Нельзя спать на левом боку. Там сердце. Но там всегда снится жена…
Жена. Неужели люди когда-нибудь поймут друг друга? В третий раз одно и то же: кто-то высокий, в сапогах, топчет, давит что-то розовое, уродливое, маленькое, скользкое. Это маленькое извивается, бьется, а раны тут же рубцуются, и урод пищит, тонко пищит…
Он кричал — не слышат, он стал бить оконные рамы; кулаком — раз, — и стекла в стороны… Проснулся оттого, что бился в переборку. Нельзя. Так нельзя. Нужно спать. Таблеток целая куча. Как люди спят по восемь часов подряд? Не понимаю. Уже год, как не понимаю — целая груда — и ни в одном глазу.
Девяносто на шестьдесят. Давление. На собрании он чуть не упал. Плохо. Ноги ватные. Во рту язык. Сухой. Воздуха. Не было воздуха. Хорошо, что никто не заметил. Прошло.
Самая тяжелая в этом году первая. В первую автономку он ждал. Все время ждал. Сейчас тоже, но уже не так. А тогда…
Командующий сказал: «Жди». Сказал и пожалел, спохватился. Потом говорил какую-то чушь и прихватил за прическу. Старый дурак.
И он не спал. Ждал. Каждое всплытие. Людям не сказал, но все и так поняли. Все ждали.
Сигнал — и лодка вздрагивает, ракеты толкают ее. Одна за другой. Все! Хоть одна, но дойдет. Обязательно. Одной достаточно — снесет все. Сволочи. О, господи!
Психозы начались с середины. Он срывался на мелочах — бросался на всех подряд. Все тогда ждали. Было дело… Три автономки в году — это много. Много. Надо спать… спать. А у виска бьется: что-то должно случиться… что-то должно случиться…
Сколько раз он ловил себя: его успокаивает, если что-то случается и все обходится — сразу отпускает. Спать. Надо спать…
Тогда пришли — и сразу под погрузку ракет. И это вместо того, чтоб по домам. Бабы мерзли… начальник штаба орал на строй:
— Куда побежали!
А строй — мимо! Козел. К женам побежали. К семьям. Сам-то ты сколько капитанил? Одну? Ты, электровеник! Укатаешься еще. И не такие приходили. Он отпустил. Пусть хоть жен поцелуют. Люди же…
Не выводились. Всю ночь простояли у стацпирса. После ночи бегали втихаря домой отмечаться. А в шесть утра — назад.
Утром ушли. Проболтались без толку. Пришли. Догрузились — и опять в море на стрельбу.
Ту стрельбу он до сих пор помнит. Черт знает на чем мы в море ходим.

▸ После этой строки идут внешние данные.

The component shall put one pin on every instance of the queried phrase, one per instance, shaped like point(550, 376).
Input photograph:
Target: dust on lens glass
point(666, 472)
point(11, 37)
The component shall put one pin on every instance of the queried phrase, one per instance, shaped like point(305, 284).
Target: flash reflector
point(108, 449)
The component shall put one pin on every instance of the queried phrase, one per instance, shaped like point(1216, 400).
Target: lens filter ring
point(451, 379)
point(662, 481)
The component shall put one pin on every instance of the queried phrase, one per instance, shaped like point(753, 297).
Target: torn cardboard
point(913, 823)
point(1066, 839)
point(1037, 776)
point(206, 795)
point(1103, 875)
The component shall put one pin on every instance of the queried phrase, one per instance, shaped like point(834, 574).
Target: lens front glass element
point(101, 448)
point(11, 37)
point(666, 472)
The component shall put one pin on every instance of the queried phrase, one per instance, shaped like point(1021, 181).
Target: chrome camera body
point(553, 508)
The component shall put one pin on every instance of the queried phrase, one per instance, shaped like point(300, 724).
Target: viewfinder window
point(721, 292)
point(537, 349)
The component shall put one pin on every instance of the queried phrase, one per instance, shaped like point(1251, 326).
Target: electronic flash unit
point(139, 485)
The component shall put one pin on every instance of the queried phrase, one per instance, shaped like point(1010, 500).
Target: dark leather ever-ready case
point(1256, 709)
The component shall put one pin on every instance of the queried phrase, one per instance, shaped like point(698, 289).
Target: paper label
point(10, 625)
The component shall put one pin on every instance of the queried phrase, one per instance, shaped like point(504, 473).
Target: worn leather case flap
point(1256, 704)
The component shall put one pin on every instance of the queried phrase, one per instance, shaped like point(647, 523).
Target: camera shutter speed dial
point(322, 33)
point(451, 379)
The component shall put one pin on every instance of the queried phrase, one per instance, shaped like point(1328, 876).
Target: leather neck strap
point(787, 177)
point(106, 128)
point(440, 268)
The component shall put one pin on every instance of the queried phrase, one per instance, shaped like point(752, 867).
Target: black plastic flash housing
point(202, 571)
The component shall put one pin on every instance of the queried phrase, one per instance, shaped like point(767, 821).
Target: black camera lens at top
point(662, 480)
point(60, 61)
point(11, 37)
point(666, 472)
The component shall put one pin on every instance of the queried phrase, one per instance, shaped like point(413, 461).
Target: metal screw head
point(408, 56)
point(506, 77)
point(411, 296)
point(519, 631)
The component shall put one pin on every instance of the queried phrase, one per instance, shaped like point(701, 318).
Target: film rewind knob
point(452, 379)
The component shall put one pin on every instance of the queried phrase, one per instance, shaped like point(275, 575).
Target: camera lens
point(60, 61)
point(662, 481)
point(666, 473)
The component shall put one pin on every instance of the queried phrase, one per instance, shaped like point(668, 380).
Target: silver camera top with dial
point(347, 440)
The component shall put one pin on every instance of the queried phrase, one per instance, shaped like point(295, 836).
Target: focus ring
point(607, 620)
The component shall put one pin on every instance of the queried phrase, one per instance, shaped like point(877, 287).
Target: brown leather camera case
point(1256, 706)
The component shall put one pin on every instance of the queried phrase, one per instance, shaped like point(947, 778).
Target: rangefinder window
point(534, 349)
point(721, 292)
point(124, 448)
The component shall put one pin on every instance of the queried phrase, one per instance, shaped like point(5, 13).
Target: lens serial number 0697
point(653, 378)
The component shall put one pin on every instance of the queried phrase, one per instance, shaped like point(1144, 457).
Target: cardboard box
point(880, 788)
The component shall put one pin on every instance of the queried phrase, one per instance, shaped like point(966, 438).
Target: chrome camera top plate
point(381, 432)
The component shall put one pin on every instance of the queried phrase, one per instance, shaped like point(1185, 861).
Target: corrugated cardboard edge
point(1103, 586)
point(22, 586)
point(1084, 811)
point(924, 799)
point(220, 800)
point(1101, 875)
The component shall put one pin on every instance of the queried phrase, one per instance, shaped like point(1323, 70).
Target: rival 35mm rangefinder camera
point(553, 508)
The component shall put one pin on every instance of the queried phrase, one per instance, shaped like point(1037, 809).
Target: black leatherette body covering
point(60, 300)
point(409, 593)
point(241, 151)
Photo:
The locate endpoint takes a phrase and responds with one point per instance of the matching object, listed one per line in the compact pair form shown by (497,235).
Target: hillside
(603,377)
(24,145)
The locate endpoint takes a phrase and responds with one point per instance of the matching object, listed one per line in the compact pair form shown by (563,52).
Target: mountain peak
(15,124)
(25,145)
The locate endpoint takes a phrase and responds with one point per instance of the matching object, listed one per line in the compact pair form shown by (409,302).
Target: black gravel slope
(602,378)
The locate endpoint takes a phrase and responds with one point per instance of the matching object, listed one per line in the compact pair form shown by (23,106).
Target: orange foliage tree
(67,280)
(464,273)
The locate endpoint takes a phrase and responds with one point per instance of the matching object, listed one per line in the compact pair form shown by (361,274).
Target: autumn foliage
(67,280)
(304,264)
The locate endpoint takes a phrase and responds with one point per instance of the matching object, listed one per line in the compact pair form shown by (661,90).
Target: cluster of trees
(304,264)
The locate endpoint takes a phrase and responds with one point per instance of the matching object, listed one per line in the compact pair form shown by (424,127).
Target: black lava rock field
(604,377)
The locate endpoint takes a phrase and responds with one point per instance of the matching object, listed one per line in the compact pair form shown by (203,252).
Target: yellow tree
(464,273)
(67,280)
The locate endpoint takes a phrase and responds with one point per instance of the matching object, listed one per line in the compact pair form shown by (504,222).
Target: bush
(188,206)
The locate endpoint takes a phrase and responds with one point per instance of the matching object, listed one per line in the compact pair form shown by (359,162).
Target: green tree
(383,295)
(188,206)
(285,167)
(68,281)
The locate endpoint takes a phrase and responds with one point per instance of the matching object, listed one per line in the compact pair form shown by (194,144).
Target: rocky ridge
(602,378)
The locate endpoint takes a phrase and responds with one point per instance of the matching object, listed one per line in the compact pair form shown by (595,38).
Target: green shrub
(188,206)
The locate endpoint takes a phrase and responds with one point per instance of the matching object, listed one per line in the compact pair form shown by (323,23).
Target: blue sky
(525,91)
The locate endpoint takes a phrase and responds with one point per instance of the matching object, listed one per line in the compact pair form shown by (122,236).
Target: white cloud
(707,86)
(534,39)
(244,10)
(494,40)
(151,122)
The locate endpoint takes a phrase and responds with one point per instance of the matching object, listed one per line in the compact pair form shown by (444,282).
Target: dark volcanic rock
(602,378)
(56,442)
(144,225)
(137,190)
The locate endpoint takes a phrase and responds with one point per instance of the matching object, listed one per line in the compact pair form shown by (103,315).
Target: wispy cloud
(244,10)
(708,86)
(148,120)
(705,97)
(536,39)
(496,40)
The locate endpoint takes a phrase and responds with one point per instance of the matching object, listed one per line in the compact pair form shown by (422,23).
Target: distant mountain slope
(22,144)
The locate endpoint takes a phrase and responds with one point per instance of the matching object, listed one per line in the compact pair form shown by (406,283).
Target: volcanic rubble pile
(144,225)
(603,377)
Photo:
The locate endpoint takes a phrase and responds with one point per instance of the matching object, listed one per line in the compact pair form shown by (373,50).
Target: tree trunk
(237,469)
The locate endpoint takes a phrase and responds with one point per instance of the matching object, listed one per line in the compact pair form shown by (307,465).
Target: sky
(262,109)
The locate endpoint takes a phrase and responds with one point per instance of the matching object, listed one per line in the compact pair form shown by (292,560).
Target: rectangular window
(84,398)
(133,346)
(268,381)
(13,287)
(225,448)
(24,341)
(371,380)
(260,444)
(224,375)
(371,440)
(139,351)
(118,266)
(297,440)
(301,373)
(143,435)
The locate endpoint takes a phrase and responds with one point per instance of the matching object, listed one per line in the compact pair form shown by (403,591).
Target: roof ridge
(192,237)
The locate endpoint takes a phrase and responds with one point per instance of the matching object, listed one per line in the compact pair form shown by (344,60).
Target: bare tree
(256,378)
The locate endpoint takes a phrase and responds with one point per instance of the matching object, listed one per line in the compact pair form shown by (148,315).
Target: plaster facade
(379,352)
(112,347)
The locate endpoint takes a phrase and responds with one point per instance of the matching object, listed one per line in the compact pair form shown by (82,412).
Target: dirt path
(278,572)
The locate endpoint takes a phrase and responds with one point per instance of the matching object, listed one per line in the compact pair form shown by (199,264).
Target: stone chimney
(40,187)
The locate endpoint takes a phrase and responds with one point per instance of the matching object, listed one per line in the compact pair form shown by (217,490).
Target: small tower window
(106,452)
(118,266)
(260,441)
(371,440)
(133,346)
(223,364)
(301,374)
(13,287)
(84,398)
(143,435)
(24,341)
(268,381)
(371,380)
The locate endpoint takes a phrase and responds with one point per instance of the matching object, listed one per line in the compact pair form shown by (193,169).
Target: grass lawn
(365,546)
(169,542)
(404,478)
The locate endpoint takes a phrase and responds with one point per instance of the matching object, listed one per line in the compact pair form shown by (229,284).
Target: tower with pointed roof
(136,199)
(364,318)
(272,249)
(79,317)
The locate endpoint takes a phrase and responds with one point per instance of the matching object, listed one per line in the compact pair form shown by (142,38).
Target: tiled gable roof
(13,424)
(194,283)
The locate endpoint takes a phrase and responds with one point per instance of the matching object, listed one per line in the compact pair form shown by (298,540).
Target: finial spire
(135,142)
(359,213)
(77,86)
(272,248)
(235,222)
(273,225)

— Ава-рий-ная тревога! Поступление воды во второй!
— Чего орешь?! Много воды?
— Льет, товарищ командир! Крышку не дожало!
— Дожмет! Должно дожать…
— Товарищ командир! Скорость вне предела!
Ему хотелось крикнуть: «Заткнись!»
Потом крутили атаку в кают-компании и помирали со смеху. Анекдот, но три балла есть.
По приходе он опять напился. По-черному. Никто ему ничего не сказал. Ни слова. Даже эти. Они давно ему ничего не говорят. А раньше говорили. Раньше:
— Валерий Николаевич, вы не соответствуете высокому званию.
Ах ты гнида лощеная, болотная. Он не соответствует, да?
А этот выродок соответствует? Он всему соответствует, а я, значит, пьяница? Тридцать автономок только командиром! А у этого хлыща грудь в орденах, как у кобеля на выставке! Это как?
Ладно. Не в орденах дело. Не за них служим. Но этот гад, оказывается, родину любит больше, страдает он, а Валерий Николаевич, пьянь залетная, ему мешает, гадит ему Валерий Николаевич!